Массандровский херес урожая 1775 года. Бутылка красовалась на полке в специальном футляре с открытым письмом у основания: «Эту редкую бутылку украинского вина я дарю Вам, Михаил Андреевич, за помощь с оправданием моего сына».
— Кстати, думаю, страховку за пожар должны выплатить — сейчас можно уверенней говорить, что был поджог. У следствия всё меньше сомнений насчёт тебя, а если ещё поймают Лаврова, то победа точно наша.
— Это, конечно, хорошие новости, но что по поводу моих счетов? Мне нужны деньги.
— С этим сложней. Тут ты действительно натворил делов. Я подумаю, как всё исправить, постараюсь добиться смягчения наказания в связи с нынешними обстоятельствами, но на это точно нужно время. Просто всё так быстро завертелось, что принять правильное решение тупо было некогда. Всё, что сейчас могу тебе предложить, — так это свои деньги. Просто так или в долг — как тебе будет удобней.
Пистолет Макарова с выполненной ручной художественной гравировкой по всей металлической части. Рядом лежала небольшая пластинка, выполненная по схожему узору, что и оружие. Надпись на ней гласила: «От Горбунова В.П.».
— Миш, спасибо огромное, но извини, я никогда в жизни не брал ни одного долга или кредита, и особенно никогда не принимал чьих-либо подачек.
— Марк, не надо так критично реагировать, я просто хочу помочь. Сам подумай, какие у тебя варианты: если ты не возьмёшь мои деньги, то остаётся только вернуться в Ястребск, но ты и на это не согласен — для тебя важнее твой бессмысленный крестовый поход.
— Попрошу Машу перевести через тебя деньги.
— Боюсь, её счета тоже заблокировали.
— Чёрт!
Также среди различных трофеев и благодарностей на полке стояла фотография молодых Миши и Маши на фоне цветущей сакуры. На снимке они светились от счастья.
— Это фотография со времён вашей учёбы? — Я не хотел говорить о своих проблемах или искать иной выход — я должен был добраться до Беломорска и поставить точку.
— Какая? А-а-а, эта… Нет. Позже. — Миша замялся. — Пятый год, кажется. Да. Пятый. Две тысячи пятый. Она приезжала на какое-то время сюда. Хотела проветриться и посмотреть на цветущую сакуру. Раньше ей не удавалось застать эту красоту. — Он кусал нижнюю губу и медлил с ответом. — У неё тогда были какие-то переживания. Она о них так мне и не сказала. Может, с тобой связаны, может, с работой или родными. Я не знаю. Но что-то её волновало тогда.
— Вот она, грязная потаскушка!
Я косо посмотрел на Кирка — очень хотелось с ним поспорить, но не при Мише.
— Не смотри так на меня! Знаешь же, что у них в универе был роман.
— Марк?
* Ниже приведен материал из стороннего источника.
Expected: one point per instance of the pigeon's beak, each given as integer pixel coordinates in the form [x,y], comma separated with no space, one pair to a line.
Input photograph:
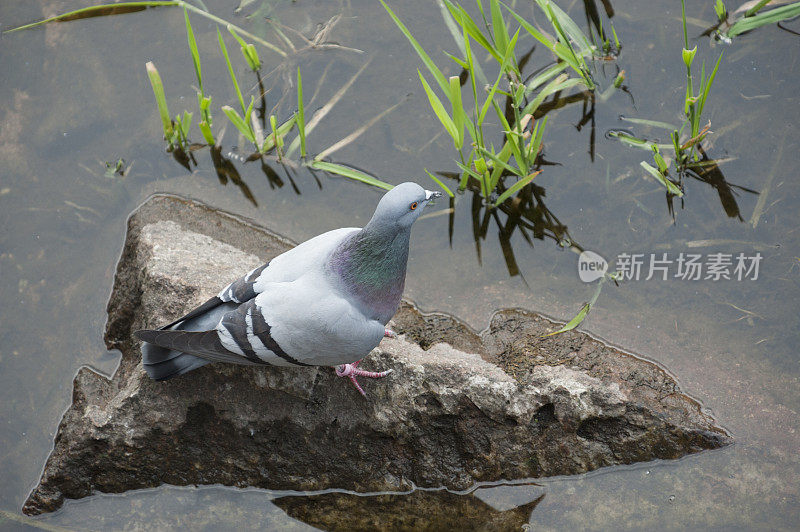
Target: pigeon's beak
[430,195]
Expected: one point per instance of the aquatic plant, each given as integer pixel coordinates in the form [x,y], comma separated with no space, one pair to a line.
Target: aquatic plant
[518,157]
[751,16]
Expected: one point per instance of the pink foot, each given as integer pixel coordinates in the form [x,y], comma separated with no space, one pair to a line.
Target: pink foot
[351,371]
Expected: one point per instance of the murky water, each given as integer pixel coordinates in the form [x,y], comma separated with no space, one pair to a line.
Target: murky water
[75,95]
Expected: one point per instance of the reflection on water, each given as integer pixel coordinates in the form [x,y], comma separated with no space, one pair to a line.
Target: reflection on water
[418,510]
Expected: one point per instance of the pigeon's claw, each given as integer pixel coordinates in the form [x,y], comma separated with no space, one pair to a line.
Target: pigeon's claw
[352,371]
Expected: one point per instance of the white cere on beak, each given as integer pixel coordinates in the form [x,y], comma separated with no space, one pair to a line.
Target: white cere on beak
[429,194]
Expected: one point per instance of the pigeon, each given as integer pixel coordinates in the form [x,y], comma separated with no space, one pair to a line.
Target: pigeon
[325,302]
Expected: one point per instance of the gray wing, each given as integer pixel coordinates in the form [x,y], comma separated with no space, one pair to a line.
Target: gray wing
[241,336]
[239,291]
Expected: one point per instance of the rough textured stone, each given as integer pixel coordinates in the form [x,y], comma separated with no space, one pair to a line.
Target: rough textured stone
[460,407]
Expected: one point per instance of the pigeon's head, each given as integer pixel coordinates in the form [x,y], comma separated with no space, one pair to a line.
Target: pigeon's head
[402,205]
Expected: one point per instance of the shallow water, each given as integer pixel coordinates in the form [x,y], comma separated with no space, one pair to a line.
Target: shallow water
[76,94]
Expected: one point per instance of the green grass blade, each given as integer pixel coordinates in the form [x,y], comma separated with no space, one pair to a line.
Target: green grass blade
[569,27]
[352,173]
[426,59]
[774,15]
[193,49]
[282,130]
[459,116]
[538,137]
[545,75]
[651,123]
[301,119]
[207,134]
[231,72]
[669,185]
[558,84]
[756,8]
[501,36]
[439,109]
[94,11]
[248,50]
[578,319]
[513,189]
[536,34]
[161,98]
[471,27]
[438,182]
[706,89]
[504,155]
[498,161]
[490,98]
[238,121]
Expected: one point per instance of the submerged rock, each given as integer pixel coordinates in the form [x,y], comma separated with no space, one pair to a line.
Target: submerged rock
[460,407]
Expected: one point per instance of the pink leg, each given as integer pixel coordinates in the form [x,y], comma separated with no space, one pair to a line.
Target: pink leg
[352,371]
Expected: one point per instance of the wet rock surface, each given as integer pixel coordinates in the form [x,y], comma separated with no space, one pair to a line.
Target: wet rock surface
[461,407]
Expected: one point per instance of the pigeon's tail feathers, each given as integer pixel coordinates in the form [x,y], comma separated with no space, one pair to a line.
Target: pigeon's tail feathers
[162,363]
[203,344]
[205,309]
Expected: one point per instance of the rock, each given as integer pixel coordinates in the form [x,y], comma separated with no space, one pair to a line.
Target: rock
[460,407]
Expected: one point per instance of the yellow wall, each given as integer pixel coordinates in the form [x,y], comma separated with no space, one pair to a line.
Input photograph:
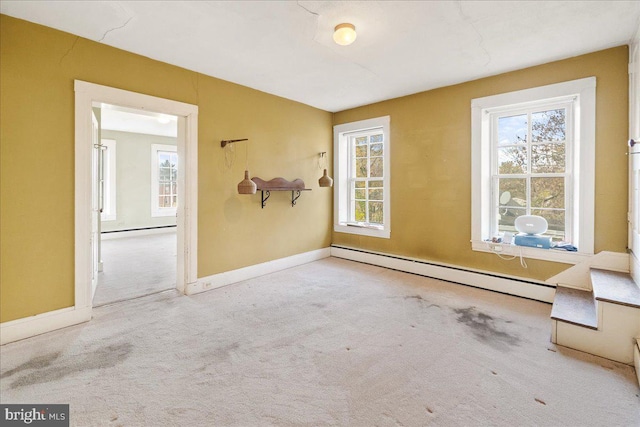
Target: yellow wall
[431,164]
[38,66]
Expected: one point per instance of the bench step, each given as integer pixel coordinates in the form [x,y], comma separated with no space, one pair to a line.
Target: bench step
[575,306]
[615,287]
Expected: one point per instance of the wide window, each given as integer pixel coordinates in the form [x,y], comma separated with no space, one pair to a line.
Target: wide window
[164,180]
[533,154]
[362,177]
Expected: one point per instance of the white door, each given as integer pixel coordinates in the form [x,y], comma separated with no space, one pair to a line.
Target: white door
[95,203]
[634,152]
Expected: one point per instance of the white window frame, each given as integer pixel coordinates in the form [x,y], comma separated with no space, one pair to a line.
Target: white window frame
[580,157]
[342,166]
[108,180]
[156,210]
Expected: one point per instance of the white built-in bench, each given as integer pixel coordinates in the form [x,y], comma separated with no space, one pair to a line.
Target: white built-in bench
[604,321]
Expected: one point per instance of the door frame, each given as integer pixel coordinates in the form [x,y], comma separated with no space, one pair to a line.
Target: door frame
[86,94]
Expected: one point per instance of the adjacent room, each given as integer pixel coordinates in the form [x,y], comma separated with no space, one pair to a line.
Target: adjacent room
[137,198]
[320,213]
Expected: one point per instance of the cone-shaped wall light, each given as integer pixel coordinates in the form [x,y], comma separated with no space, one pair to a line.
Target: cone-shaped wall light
[325,180]
[246,186]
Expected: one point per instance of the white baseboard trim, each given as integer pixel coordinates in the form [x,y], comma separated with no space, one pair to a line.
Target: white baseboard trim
[110,235]
[528,288]
[27,327]
[234,276]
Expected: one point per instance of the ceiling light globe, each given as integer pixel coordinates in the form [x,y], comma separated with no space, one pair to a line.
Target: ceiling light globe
[344,34]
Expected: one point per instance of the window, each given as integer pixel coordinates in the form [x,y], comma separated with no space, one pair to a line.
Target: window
[164,180]
[533,154]
[362,177]
[107,172]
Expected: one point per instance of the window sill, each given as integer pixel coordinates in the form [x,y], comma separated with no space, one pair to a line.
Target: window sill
[362,230]
[553,255]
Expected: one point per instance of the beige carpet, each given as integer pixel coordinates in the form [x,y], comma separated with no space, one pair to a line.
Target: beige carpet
[136,266]
[328,343]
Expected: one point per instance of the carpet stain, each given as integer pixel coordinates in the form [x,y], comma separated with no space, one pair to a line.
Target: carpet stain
[421,300]
[38,362]
[484,327]
[104,357]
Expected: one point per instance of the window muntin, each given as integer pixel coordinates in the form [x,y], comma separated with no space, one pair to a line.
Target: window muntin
[531,168]
[362,177]
[580,164]
[167,179]
[164,180]
[366,178]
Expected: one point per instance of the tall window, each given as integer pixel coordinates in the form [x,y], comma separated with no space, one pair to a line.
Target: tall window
[164,180]
[362,177]
[366,178]
[533,153]
[531,169]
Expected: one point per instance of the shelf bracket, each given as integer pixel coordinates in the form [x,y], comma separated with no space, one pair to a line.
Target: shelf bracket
[295,195]
[264,199]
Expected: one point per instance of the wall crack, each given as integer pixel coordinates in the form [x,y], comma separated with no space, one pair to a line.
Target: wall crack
[115,28]
[475,30]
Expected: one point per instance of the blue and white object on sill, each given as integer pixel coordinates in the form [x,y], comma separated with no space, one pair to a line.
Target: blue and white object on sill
[531,228]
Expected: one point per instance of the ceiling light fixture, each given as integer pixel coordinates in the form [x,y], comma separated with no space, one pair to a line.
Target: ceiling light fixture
[344,34]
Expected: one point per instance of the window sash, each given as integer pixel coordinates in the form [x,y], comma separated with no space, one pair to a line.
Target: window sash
[368,180]
[566,104]
[164,180]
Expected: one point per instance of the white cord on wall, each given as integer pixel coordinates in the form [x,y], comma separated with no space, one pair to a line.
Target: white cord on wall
[492,247]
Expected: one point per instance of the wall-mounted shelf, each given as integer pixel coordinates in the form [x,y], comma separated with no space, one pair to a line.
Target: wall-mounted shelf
[280,184]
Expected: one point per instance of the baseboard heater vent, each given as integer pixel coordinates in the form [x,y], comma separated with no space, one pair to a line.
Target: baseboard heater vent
[529,289]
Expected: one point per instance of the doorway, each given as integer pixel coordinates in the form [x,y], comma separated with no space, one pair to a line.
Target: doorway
[87,208]
[137,198]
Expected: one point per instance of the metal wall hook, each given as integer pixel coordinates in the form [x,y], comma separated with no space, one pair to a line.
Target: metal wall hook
[224,142]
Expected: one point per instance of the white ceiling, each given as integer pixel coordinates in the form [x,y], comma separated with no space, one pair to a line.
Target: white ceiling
[285,47]
[113,117]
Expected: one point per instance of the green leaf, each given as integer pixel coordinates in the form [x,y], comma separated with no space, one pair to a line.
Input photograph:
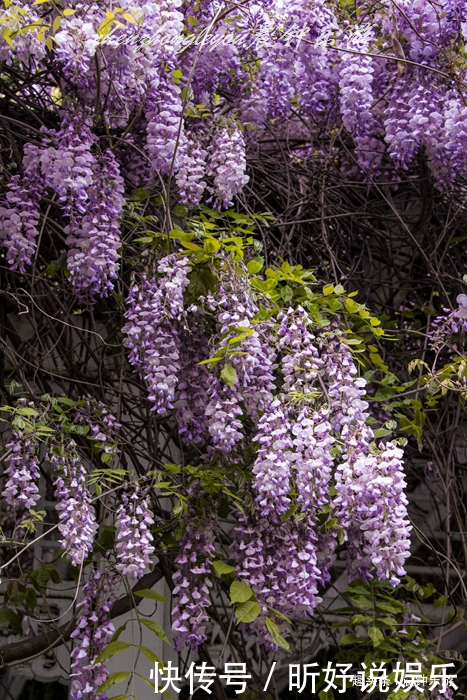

Марк?! Всё в порядке?
— Да всё отлично, просто задумался. Пытаюсь вспомнить, что было тогда.
А я помнил.
— Наверное, ты хочешь мне сказать что-то типа: «Ой, всё это в прошлом, сейчас они хорошие друзья, да и таких друзей, как Миша, полезно держать рядом — как-никак, успешный адвокатишка и в нужный момент всегда может прикрыть, особенно когда творю херню». Бред!